Why are buffers used in industrial processes?

Answer 37

Industrial processes use buffer solutions to maintain the optimum reaction conditions for large scale manufacturing.

Question 38

Give an example of where buffer solutions are used in industrial processes

Answer 38

Buffers are used in fermentation. Buffer solutions are added before fermentation begins to prevent the solution becoming too acidic.
They are also used in fabric dyeing processes and to perform chemical analysis.

Question 39

Define salt hydrolysis

Answer 39

A reaction where one of the ions from a salt reacts with water to form an acidic or basic solution.

Question 40

What needs to be considered when selecting an indicator for a titration?

Answer 40

The indicator chosen for a titration must change colour at exactly the end point of the titration.
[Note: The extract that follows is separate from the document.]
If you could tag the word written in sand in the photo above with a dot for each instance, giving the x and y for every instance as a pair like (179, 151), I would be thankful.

The indicator should change colour over a narrow pH range, which coincides with the vertical section of the pH curve.

Question 41

Give an example of an indicator which can be used in a titration and describe its colour change

Answer 41

Question 42

Why should a pH meter be used instead of an indicator in weak acid/weak base titrations?

Answer 42

In weak acid/weak base titrations there is no sharp pH change so it is very difficult to successfully use an indicator to get an accurate point of neutralisation. A pH meter should be used instead since it will be more accurate and precise.